Culturas mais atingidas
Há culturas que dependem mais de abelhas, por exemplo a maçã, que tem uma dependência de mais de 90% desses insetos polinizadores. Se não há abelhas ou elas são poucas, as frutas ficam pequenas e irregulares na hora da colheita, de acordo com os especialistas.
Os gaúchos são responsáveis por 45% da produção de maçãs brasileiras, segundo a Agapomi (Associação Gaúcha dos Produtores de Maçã). A área de cultivo é de 14 mil hectares, distribuídos em 26 municípios.
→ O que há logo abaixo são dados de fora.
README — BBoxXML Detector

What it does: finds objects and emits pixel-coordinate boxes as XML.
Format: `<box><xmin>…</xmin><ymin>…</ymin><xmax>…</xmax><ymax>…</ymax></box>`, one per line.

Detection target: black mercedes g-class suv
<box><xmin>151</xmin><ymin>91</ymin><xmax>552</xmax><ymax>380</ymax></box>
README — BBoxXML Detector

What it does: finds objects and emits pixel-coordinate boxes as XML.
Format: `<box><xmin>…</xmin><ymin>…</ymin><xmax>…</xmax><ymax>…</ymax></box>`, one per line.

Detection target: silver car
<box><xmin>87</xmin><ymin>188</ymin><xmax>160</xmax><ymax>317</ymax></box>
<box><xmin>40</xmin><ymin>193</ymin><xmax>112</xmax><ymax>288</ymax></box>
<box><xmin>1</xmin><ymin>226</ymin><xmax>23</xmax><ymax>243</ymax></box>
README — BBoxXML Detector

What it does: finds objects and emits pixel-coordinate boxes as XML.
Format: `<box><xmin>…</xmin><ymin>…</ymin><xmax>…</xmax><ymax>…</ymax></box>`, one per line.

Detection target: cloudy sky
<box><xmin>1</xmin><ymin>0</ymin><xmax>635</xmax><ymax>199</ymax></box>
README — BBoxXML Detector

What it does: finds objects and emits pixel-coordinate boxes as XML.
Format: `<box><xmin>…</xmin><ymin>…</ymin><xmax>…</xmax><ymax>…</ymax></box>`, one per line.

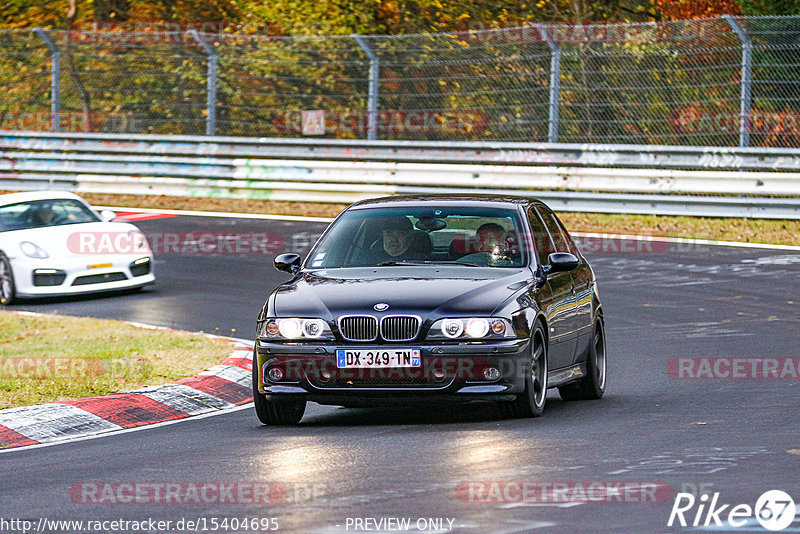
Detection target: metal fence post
<box><xmin>538</xmin><ymin>25</ymin><xmax>561</xmax><ymax>143</ymax></box>
<box><xmin>33</xmin><ymin>28</ymin><xmax>61</xmax><ymax>132</ymax></box>
<box><xmin>352</xmin><ymin>34</ymin><xmax>379</xmax><ymax>141</ymax></box>
<box><xmin>189</xmin><ymin>30</ymin><xmax>217</xmax><ymax>136</ymax></box>
<box><xmin>723</xmin><ymin>15</ymin><xmax>752</xmax><ymax>148</ymax></box>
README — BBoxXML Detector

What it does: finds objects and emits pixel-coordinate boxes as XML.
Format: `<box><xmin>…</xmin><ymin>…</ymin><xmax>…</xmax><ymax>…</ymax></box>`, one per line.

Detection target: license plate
<box><xmin>88</xmin><ymin>262</ymin><xmax>113</xmax><ymax>269</ymax></box>
<box><xmin>336</xmin><ymin>348</ymin><xmax>421</xmax><ymax>369</ymax></box>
As macieiras são a principal fonte de renda para 550 pequenos, médios e grandes produtores.
Além da maçã, o estado também tem outras culturas que são dependentes, em diferentes níveis, da polinização das abelhas. “Temos também a soja, que não tem uma dependência tão elevada de abelhas, entre 12% e 20%. Mas imagina 15% de aumento da soja, 15% a mais no peso em grãos é muita coisa. Realmente, a perda de abelhas repercute”.
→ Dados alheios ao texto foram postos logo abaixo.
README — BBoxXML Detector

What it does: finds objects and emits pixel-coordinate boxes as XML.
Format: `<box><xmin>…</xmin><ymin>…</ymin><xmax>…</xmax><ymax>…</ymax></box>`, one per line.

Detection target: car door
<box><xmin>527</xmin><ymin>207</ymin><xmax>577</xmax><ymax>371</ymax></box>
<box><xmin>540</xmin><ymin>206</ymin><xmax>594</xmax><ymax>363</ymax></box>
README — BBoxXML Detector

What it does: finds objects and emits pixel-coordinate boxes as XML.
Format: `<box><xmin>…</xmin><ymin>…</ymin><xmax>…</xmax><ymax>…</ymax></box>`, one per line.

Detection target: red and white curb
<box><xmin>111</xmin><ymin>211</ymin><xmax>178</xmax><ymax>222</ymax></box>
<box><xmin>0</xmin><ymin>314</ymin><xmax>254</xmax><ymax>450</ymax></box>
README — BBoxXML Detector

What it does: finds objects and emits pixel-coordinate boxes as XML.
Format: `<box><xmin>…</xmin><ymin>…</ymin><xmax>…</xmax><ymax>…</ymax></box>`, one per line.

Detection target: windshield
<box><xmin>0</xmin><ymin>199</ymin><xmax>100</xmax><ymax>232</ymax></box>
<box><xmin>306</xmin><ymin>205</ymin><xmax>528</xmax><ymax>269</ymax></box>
A bióloga Vera Lucia Imperatriz Fonseca, referência em pesquisa com abelhas nativas, professora e pesquisadora da USP (Universidade de São Paulo) frisa que as mudanças climáticas não vão arrefecer e ressalta que o país precisa se preparar para enfrentar a situação.
“A mudança climática está andando e não vai mudar. Ela vai aumentar, não vai diminuir. Não tem volta para esse assunto. É um processo contínuo. No entanto, a agricultura ainda não se conscientizou disso e nem o mercado. Não vai melhorar amanhã ou ano que vem, não vai. Então, as chuvas vão continuar. E não há uma política de lidar com isso, uma política de restauração”.